Joe Launchbury is a doubt to start England's opening Test against South Africa in Johannesburg due to a calf problem.
The Wasps captain sustained the injury in training last week and was unable to join the squad for their first significant practise session of the week at Kings Park Stadium in Durban on Tuesday.
He was poised to start the Ellis Park showdown on Saturday alongside Maro Itoje at lock but now faces a race against time to prove his fitness.
"Joe has just got a small niggle on his calf and we'll see where he gets to with that," assistant coach Neal Hatley said.
"It's hard to tell how much of a doubt he is, we'll have a look at what he's done this (Tuesday) morning. That will be ongoing."
England can ill-afford to lose a veteran of 52 caps who has been in strong form for Wasps when they seek to dispatch the Springboks at a venue Eddie Jones has described as the "spiritual home of rugby".
They departed for South Africa without injured locks Courtney Lawes and Charlie Ewels, leaving them stretched in a position that has been a traditional source of strength.
Launchbury's absence would see 20-year-old Nick Isiekwe partner Saracens colleague Itoje to make only his third Test appearance and uncapped Exeter lock Jonny Hill drafted on to the bench.
A left-field selection would be Kiwi Brad Shields making his England debut in the second row having joined up with the squad for the first time on Sunday.
Sam Simmonds missed the start of Tuesday's training session due to tightness arising from the flight over before eventually joining his team-mates.
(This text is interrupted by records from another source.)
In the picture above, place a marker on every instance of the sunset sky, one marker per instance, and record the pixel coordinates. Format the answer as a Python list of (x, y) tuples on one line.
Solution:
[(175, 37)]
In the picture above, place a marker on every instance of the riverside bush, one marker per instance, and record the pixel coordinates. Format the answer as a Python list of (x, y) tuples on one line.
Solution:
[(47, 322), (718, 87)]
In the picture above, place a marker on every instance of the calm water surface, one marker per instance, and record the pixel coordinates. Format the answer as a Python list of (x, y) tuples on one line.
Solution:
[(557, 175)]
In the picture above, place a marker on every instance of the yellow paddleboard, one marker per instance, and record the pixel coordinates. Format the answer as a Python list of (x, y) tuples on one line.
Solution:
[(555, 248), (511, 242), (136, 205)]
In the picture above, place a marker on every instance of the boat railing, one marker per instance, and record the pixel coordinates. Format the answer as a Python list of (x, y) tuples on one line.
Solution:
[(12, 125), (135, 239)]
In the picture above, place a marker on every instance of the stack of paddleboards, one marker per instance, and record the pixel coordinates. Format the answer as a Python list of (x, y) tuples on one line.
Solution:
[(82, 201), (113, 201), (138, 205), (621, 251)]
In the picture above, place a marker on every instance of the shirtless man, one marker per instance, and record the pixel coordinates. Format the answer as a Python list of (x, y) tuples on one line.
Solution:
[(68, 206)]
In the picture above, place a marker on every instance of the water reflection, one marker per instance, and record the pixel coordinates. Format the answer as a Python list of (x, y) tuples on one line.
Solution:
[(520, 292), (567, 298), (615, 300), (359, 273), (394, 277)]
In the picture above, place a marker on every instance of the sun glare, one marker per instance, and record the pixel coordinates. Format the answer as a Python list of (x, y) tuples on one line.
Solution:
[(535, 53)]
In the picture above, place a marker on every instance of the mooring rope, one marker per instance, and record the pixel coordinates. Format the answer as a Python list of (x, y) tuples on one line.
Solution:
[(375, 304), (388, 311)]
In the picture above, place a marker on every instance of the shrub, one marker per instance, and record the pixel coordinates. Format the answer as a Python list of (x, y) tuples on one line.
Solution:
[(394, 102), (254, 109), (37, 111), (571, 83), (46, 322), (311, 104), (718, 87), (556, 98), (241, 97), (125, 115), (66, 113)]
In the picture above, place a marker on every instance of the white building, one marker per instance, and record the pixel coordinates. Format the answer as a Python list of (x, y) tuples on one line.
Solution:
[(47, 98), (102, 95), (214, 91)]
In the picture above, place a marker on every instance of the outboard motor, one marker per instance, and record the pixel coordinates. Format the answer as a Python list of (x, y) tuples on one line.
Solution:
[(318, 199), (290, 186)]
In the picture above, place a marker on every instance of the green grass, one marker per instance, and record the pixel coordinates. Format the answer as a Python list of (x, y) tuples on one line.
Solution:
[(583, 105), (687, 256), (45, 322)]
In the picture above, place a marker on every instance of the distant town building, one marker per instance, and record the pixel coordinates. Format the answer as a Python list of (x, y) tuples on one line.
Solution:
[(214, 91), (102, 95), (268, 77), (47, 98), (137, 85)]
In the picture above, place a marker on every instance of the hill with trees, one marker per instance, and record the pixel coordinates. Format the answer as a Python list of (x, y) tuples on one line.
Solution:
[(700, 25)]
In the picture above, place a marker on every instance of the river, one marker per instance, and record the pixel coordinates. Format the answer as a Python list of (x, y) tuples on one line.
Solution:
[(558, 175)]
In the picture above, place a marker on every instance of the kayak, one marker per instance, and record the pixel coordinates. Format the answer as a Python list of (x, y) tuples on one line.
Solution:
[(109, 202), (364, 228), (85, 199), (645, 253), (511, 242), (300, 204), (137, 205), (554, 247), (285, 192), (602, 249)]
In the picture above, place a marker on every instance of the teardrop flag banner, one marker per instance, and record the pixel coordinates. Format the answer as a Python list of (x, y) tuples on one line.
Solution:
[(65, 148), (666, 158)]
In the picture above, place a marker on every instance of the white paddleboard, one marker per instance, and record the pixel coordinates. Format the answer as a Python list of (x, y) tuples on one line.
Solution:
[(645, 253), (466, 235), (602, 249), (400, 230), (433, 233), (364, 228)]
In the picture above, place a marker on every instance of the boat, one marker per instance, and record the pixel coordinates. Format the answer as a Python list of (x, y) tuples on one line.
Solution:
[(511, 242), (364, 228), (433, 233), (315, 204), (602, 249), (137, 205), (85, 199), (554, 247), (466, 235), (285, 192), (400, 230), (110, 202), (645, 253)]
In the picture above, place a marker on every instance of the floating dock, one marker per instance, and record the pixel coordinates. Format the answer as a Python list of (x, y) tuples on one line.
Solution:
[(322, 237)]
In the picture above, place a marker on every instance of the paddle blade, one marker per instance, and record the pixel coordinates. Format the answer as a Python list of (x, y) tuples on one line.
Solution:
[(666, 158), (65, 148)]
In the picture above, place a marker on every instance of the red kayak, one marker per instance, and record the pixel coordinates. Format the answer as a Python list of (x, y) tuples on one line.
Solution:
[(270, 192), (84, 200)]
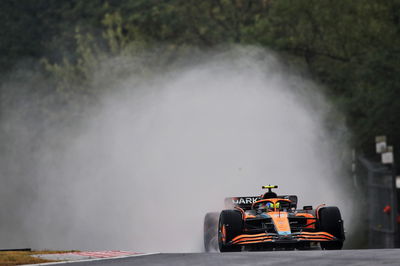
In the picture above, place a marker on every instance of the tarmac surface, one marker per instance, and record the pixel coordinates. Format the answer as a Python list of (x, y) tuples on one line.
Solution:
[(311, 257)]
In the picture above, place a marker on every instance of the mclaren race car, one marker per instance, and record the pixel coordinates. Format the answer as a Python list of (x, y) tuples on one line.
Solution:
[(270, 222)]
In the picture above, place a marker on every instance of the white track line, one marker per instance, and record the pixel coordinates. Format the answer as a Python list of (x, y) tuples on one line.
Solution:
[(87, 260)]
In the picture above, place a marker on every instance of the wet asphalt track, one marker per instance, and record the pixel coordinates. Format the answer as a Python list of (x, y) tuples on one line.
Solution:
[(313, 257)]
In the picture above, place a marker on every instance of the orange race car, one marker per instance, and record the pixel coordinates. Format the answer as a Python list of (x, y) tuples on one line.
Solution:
[(269, 222)]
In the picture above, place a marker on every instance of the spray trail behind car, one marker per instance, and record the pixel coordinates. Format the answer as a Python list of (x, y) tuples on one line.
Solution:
[(144, 170)]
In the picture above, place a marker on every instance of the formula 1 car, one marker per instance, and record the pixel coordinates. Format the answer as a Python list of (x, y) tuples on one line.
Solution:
[(271, 222)]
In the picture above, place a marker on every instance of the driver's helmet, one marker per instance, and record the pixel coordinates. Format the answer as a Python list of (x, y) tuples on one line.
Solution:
[(270, 206)]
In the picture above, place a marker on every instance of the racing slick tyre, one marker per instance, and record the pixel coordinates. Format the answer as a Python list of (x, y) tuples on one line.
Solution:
[(330, 221), (211, 231), (230, 225)]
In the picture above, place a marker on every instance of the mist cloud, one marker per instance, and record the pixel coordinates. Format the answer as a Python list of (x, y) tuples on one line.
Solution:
[(142, 169)]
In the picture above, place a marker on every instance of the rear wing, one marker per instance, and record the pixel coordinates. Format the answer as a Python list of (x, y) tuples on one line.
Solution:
[(246, 202)]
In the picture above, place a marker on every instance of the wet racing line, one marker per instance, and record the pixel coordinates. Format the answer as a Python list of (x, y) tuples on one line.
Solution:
[(302, 258)]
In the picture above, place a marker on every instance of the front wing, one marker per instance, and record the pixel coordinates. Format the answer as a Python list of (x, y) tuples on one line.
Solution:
[(275, 238)]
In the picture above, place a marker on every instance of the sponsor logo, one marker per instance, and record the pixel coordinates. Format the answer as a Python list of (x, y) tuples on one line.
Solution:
[(246, 200)]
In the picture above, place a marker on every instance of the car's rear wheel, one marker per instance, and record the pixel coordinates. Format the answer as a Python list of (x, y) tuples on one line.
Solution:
[(230, 226), (330, 221), (211, 231)]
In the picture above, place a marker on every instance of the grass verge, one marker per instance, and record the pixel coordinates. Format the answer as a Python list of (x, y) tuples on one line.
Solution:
[(24, 257)]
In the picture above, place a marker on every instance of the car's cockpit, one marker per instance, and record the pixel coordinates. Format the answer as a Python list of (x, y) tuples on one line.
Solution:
[(272, 205)]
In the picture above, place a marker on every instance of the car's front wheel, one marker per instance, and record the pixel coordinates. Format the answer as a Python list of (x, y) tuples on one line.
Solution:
[(230, 225)]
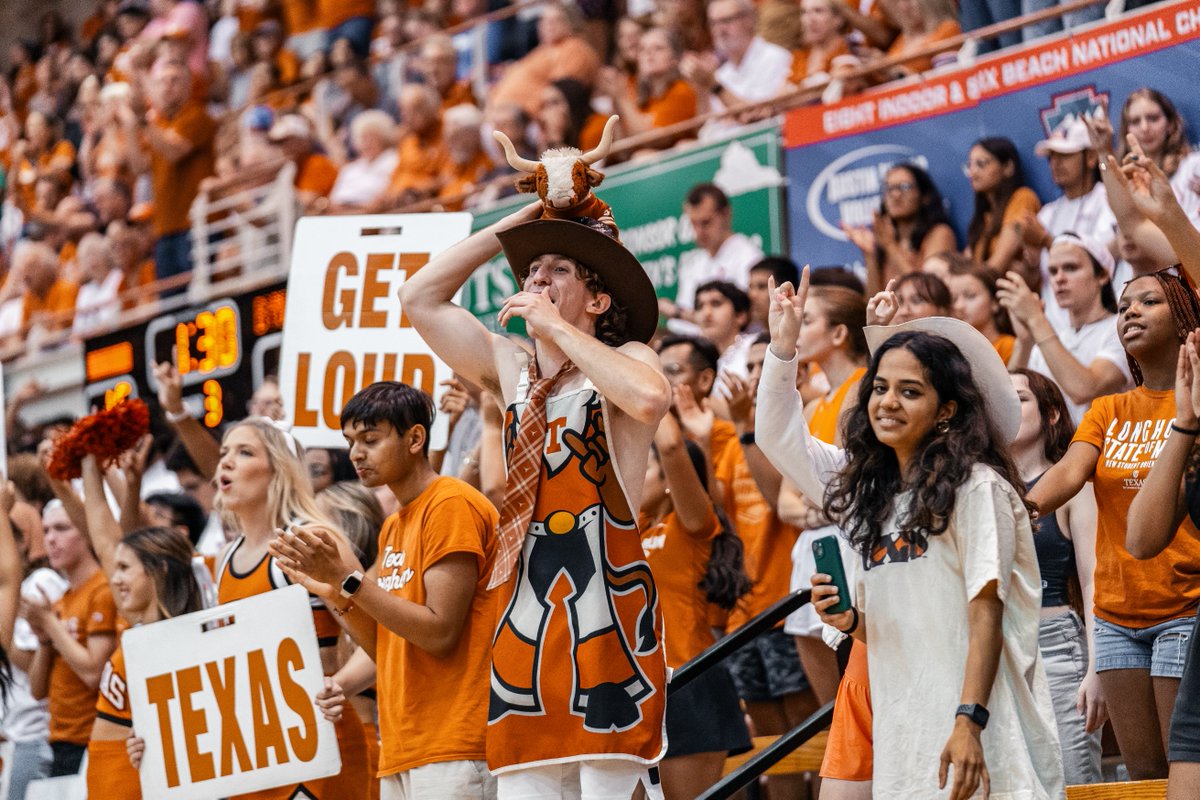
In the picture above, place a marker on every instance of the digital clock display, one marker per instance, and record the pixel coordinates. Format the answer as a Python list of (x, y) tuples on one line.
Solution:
[(202, 343), (221, 349)]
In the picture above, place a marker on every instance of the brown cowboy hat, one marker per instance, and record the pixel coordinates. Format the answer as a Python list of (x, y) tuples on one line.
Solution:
[(589, 244)]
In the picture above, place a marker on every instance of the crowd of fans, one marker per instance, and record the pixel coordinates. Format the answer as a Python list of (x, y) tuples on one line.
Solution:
[(112, 132), (113, 128)]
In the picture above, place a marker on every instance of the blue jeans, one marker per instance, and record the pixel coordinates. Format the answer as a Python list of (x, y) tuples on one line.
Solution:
[(1063, 644), (30, 762), (1068, 20), (977, 13), (173, 254), (1159, 649)]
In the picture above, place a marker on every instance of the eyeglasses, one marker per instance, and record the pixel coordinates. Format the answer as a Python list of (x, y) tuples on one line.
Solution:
[(713, 22), (977, 164), (899, 188)]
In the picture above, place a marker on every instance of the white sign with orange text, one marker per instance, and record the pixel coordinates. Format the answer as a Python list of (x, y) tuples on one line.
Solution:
[(345, 329), (225, 699)]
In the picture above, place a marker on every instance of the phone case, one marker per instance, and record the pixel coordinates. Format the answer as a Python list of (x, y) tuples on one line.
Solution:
[(828, 559)]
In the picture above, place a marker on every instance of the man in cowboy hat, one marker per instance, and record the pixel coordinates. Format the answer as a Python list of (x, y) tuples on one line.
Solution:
[(577, 667)]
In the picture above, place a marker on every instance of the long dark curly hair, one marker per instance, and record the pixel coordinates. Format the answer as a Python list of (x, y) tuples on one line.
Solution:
[(861, 497), (931, 211), (989, 209)]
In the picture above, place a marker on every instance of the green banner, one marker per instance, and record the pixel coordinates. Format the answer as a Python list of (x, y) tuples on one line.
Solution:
[(647, 202)]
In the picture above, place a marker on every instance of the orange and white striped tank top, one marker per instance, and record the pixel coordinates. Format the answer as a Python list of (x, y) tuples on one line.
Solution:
[(264, 577)]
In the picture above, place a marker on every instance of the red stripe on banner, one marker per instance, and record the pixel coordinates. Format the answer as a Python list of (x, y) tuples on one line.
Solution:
[(1128, 37)]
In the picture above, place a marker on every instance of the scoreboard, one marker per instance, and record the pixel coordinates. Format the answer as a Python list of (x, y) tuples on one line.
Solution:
[(222, 350)]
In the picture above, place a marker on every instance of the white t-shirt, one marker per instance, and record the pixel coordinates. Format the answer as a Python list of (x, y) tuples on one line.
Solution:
[(96, 305), (760, 74), (23, 717), (915, 606), (1087, 216), (731, 263), (1181, 181), (1093, 341), (363, 181)]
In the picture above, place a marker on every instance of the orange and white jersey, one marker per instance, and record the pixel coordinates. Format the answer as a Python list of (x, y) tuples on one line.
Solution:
[(267, 576)]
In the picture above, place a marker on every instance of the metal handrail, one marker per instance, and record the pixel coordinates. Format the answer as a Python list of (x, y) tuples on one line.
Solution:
[(719, 650), (771, 755), (778, 750)]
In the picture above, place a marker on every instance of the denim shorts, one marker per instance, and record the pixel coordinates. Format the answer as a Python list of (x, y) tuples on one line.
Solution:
[(1162, 649), (1183, 744)]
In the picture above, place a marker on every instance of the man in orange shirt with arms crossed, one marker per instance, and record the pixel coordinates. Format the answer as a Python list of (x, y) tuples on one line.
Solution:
[(423, 612)]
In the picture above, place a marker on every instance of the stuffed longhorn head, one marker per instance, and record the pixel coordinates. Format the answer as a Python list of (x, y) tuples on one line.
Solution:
[(564, 178)]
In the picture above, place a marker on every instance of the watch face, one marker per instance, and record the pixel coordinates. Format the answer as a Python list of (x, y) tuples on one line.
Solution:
[(351, 584)]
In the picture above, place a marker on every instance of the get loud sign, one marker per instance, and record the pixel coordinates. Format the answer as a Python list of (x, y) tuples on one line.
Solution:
[(225, 699), (345, 326)]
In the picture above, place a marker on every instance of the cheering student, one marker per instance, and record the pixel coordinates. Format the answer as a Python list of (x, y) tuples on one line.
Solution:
[(1066, 546), (679, 525), (263, 487), (151, 579), (577, 677), (933, 509), (1145, 609), (1170, 493), (76, 637), (10, 585), (423, 612)]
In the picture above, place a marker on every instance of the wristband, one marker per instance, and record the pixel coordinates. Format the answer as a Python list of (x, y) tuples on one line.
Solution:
[(1044, 340)]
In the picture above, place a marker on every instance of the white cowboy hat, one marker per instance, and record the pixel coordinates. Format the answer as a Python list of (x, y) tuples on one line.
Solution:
[(987, 367)]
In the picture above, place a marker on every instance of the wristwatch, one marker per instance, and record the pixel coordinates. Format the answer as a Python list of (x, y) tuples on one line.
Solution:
[(975, 713), (351, 584)]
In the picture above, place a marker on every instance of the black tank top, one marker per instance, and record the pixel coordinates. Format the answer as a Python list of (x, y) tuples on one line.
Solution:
[(1056, 558), (1192, 495)]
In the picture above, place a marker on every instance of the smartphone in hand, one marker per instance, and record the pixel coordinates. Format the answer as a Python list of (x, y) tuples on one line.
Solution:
[(828, 559)]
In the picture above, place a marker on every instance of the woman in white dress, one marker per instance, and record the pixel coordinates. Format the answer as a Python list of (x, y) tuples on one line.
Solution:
[(945, 581)]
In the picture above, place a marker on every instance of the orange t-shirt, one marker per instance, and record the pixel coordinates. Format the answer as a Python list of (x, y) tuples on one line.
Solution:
[(331, 13), (299, 16), (435, 708), (421, 162), (288, 65), (827, 410), (678, 561), (88, 611), (1023, 202), (1129, 429), (946, 29), (1005, 344), (801, 60), (175, 185), (459, 180), (766, 539), (317, 173), (27, 173), (459, 94), (113, 702), (676, 104), (60, 299)]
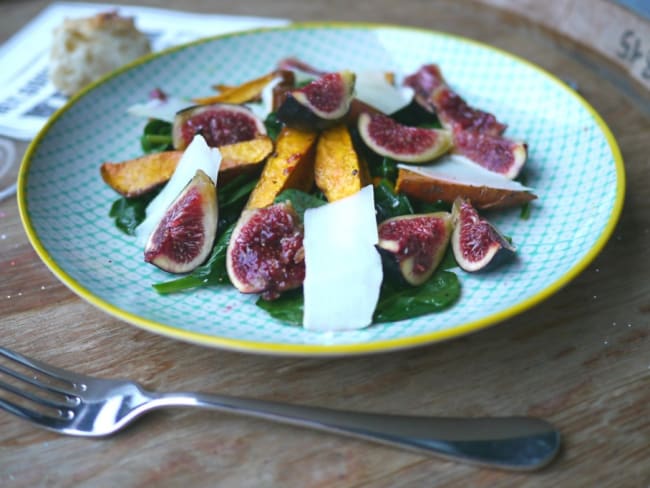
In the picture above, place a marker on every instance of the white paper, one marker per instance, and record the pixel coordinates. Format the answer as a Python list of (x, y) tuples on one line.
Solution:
[(28, 98)]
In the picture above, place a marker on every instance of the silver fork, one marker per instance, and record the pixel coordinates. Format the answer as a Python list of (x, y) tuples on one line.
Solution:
[(78, 405)]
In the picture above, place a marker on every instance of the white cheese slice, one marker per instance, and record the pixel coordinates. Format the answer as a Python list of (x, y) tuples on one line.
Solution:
[(459, 169), (372, 88), (343, 268), (197, 156), (265, 106), (160, 109)]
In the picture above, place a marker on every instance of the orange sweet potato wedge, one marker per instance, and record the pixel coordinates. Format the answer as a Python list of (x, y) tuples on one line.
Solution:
[(243, 157), (338, 171), (431, 189), (290, 166), (138, 176)]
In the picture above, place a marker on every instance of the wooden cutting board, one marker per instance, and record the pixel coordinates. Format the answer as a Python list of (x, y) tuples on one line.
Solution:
[(604, 26)]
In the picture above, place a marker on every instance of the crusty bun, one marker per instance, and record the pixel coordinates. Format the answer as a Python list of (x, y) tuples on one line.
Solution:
[(85, 49)]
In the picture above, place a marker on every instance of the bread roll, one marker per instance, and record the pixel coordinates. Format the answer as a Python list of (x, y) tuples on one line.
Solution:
[(85, 49)]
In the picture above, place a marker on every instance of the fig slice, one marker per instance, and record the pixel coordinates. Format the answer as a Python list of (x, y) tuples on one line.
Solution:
[(434, 94), (319, 104), (219, 124), (477, 245), (408, 144), (492, 152), (183, 238), (265, 254), (418, 243)]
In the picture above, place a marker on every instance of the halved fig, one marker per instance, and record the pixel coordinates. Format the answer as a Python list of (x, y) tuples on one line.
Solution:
[(219, 124), (477, 244), (492, 152), (319, 104), (418, 243), (183, 238), (424, 82), (455, 114), (408, 144), (265, 253), (433, 94)]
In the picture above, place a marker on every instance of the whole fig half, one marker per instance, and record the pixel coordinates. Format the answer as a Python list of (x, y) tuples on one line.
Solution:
[(408, 144), (183, 238), (320, 104), (492, 152), (418, 243), (218, 123), (477, 244), (265, 254)]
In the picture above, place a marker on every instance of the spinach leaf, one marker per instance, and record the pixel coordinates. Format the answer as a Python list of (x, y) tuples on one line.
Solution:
[(440, 291), (273, 125), (128, 213), (287, 308), (156, 137), (233, 197), (415, 115), (300, 200), (213, 272), (395, 302), (386, 168), (420, 206), (388, 203)]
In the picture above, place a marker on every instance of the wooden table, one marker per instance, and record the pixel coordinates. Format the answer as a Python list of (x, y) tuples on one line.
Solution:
[(581, 359)]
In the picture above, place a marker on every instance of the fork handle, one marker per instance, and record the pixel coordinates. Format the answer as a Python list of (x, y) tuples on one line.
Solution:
[(513, 443)]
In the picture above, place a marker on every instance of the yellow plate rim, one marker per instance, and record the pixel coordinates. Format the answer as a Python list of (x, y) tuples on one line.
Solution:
[(286, 349)]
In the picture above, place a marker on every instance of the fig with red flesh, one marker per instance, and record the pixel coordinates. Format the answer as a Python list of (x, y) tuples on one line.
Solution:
[(477, 244), (476, 134), (403, 143), (418, 243), (433, 93), (319, 104), (424, 82), (183, 238), (219, 124), (494, 153), (265, 254), (455, 114)]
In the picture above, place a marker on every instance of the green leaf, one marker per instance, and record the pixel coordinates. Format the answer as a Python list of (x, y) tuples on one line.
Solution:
[(287, 308), (233, 197), (389, 204), (395, 302), (439, 292), (415, 115), (157, 136), (213, 272), (128, 213), (273, 125), (386, 168), (300, 200)]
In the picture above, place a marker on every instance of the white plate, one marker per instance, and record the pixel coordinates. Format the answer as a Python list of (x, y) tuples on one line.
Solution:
[(572, 158)]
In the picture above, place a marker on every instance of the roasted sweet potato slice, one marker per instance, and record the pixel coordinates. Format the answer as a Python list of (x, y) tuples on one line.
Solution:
[(243, 157), (290, 166), (246, 92), (140, 175), (431, 189), (338, 171)]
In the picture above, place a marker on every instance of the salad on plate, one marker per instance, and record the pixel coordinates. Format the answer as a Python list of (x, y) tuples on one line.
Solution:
[(340, 198)]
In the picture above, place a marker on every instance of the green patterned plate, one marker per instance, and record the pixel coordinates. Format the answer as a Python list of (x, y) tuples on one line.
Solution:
[(573, 156)]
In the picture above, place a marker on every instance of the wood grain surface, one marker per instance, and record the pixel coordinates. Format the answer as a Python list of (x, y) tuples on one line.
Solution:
[(581, 359)]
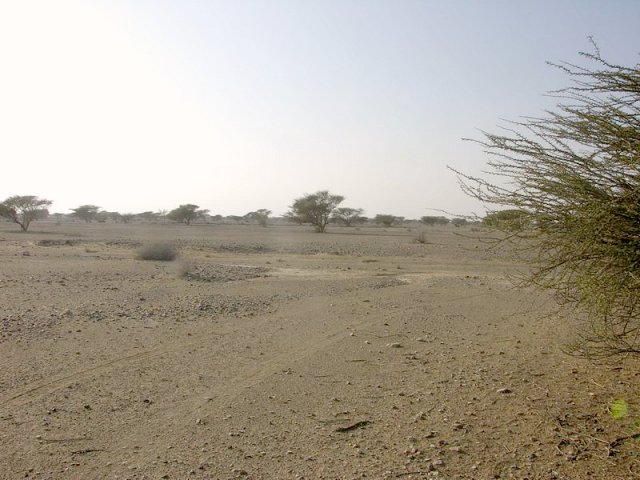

Among the outstanding issues in team selection is the battle between tighthead props Harry Williams and Kyle Sinckler in the absence of Dan Cole, who has been rested for the tour.
"This is exactly what we want - two young tightheads fighting for that spot," Hatley said.
"Both of them are fairly explosive blokes. They're good scrummagers. You saw the job Kyle did against France, maybe his point of difference is his ball carrying.
"He's done well carrying the ball against France and Ireland. Harry is a big man who hits hard, cleans out well and is a good defender. They have different strengths."